Economists polled by Singapore’s central bank predict the economy will grow at a slower pace than previously expected, as the export-reliant nation grapples with falling global trade.
According to the Monetary Authority of Singapore, polled economists’ median forecast was for Singapore’s GDP to grow 1.4% this year, compared with a previous expectation for 1.8% growth, MarketWatch reported.
The December survey of professional forecasters, sent out in late November by MAS, found economists turned more bearish since the previous survey.
Singapore’s main nonoil domestic exports are expected to fall 4.4% in 2016, according to the median estimate in the poll of external economists by the MAS. That was worse than a 3.6% contraction in exports of goods made in Singapore predicted in a similar survey in September and a 2.1% fall predicted in June.
A total of 22 economists and analysts who monitor Singapore’s economy responded to the central bank’s survey. They don’t represent the views or forecasts of the central bank, the MAS said in a statement on Wednesday.
The survey predicted gross domestic product would rise 1.5% in 2017, down from the 1.8% GDP growth predicted in a survey three months ago and a 2.1% gain expected in a June survey.
Buffeted by Declines
Singapore’s small, open economy has been buffeted by declines in global trade as well as its exposure to sharp drops in commodity prices. Redundancies in the first nine months of the year hit their highest since the first nine months of 2009, during the global financial crisis, government data earlier this week showed.
The forecasters expected the headline consumer price index would rise 1.0% next year.
A slump in regional trade and slower demand from China—the biggest customer for the exports of several countries—have hurt many Asian economies. Singapore’s externally-oriented economy has been among the hardest hit by the trade slump, made worse by weak oil prices, which have hurt the nation’s offshore and marine industry.
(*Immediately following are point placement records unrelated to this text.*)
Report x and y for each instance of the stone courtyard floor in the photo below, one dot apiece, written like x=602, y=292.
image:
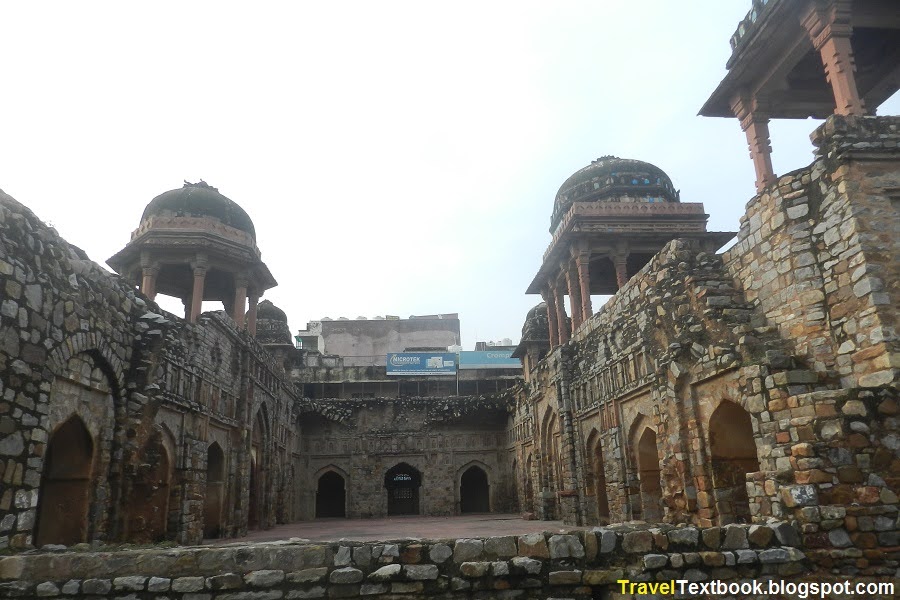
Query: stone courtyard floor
x=403, y=527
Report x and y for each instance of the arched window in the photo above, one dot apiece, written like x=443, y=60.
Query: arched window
x=65, y=492
x=474, y=491
x=331, y=496
x=733, y=455
x=649, y=472
x=215, y=491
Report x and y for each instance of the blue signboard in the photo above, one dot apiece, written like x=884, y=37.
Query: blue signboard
x=421, y=363
x=491, y=359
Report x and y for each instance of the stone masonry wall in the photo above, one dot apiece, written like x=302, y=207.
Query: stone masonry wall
x=440, y=437
x=80, y=347
x=796, y=325
x=573, y=565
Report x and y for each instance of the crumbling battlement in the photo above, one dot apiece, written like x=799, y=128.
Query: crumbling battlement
x=762, y=383
x=534, y=566
x=110, y=408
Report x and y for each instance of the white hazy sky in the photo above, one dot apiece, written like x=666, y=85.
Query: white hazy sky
x=396, y=157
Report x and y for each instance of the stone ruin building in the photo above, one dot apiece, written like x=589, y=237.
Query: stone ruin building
x=754, y=385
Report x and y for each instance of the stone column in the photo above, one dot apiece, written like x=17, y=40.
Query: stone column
x=574, y=292
x=550, y=301
x=240, y=301
x=197, y=293
x=830, y=34
x=582, y=262
x=251, y=313
x=620, y=262
x=148, y=282
x=756, y=128
x=561, y=324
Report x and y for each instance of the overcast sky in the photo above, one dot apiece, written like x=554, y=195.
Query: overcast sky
x=396, y=157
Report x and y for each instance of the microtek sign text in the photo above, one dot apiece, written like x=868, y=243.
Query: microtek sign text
x=421, y=363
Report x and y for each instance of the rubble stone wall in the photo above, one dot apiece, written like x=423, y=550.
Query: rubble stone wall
x=441, y=438
x=536, y=566
x=143, y=394
x=792, y=332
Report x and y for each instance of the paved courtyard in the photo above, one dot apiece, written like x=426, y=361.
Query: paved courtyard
x=404, y=527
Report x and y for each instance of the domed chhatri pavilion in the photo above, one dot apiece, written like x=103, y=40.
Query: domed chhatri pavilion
x=195, y=244
x=608, y=220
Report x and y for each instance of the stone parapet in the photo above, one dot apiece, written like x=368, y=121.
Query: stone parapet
x=573, y=564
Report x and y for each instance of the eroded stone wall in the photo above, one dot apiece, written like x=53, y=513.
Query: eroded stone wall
x=577, y=565
x=787, y=342
x=109, y=407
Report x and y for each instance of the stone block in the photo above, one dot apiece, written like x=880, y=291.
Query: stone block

The survey predicts that on average, Singapore’s monthly consumer-price index would fall 0.5% this year, the same as predicted in the September survey.
The analysts expect the central bank’s core inflation measure to come in at 0.9%, a bit lower than the 1.0% predicted in September. The core inflation measure strips out the costs of private road transportation and accommodation, two items that don’t form a part of the typical Singaporean household’s monthly budget.
Growth Cut
In the survey, the forecasters also cut their outlook for this year’s growth to 1.4% from 1.8% in the September survey. That followed third-quarter growth coming in weaker than expected at 1.1% on-year, below the September survey’s forecast of 1.7%, CNBC reported.
The forecasts for 2016 growth ranged from 1.1% to 1.6%.
The economists now expected the finance and insurance sector would grow just 0.5% in 2016, down from 2% in the previous survey. They also cut the wholesale and retail trade growth forecast to 0.1% for 2016, down from the September survey’s 2.1% growth forecast.
The private consumption growth forecast was cut to 1.4% for this year, down from 3% in the September survey.
The headline consumer price index was expected to fall 0.5% for the full year, with the forecast unchanged from September.
For the fourth quarter of 2016, economists expected just 0.6% on-year growth on average, with a median forecast of 0.8%. The forecasts ranged from a 0.6% contraction to 1.4% growth.
Meanwhile, the survey also found the Singapore dollar was expected to weaken further against the greenback, with the average forecast expecting the US dollar to be fetching around 1.465 Singapore dollars at the end of 2017. The forecasts ranged from 1.37 to 1.55 Singapore dollars.